I will address the hard continuous-discrete optimization problem that arises when the correspondence between 2D measurements in the different views is unknown. To attack this problem, I combine tools from optimal estimation with Monte Carlo approximation methods designed to speed up the combinatorial data-association problem. In the talk, I will also discuss an efficient Markov chain sampler, developed by generalizing graph-theoretic algorithms for bipartite graph matching. The final algorithm is intuitive, fast, and works well in practice, as will be demonstrated using results on several real image sequences.

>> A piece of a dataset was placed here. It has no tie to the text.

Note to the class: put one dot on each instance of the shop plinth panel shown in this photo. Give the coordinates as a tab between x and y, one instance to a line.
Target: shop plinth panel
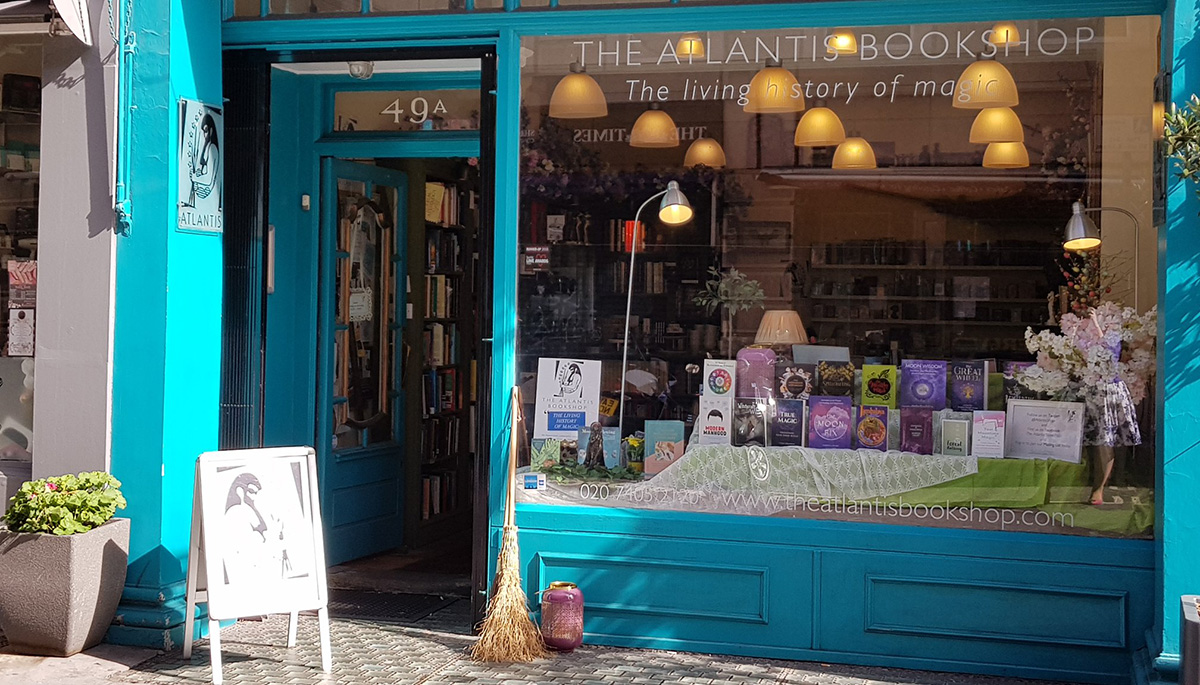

While developed within the context of a computer vision, I conjecture that the methods I describe are more broadly applicable, i.e., whenever a large optimization problem is paired with a hard data-association problem. Such problems commonly arise in such diverse fields as target tracking, computational biology, and data mining.

Papers on this topic can be found at:

Note: this is going to be essentially my academic job talk, wich I'm in the process of refining. I would welcome any comments you might have, especially with regards to how well it would do as a job talk. Also, there will be a lot of redunandcy with an earlier VASC talk, but there is some new stuff as well.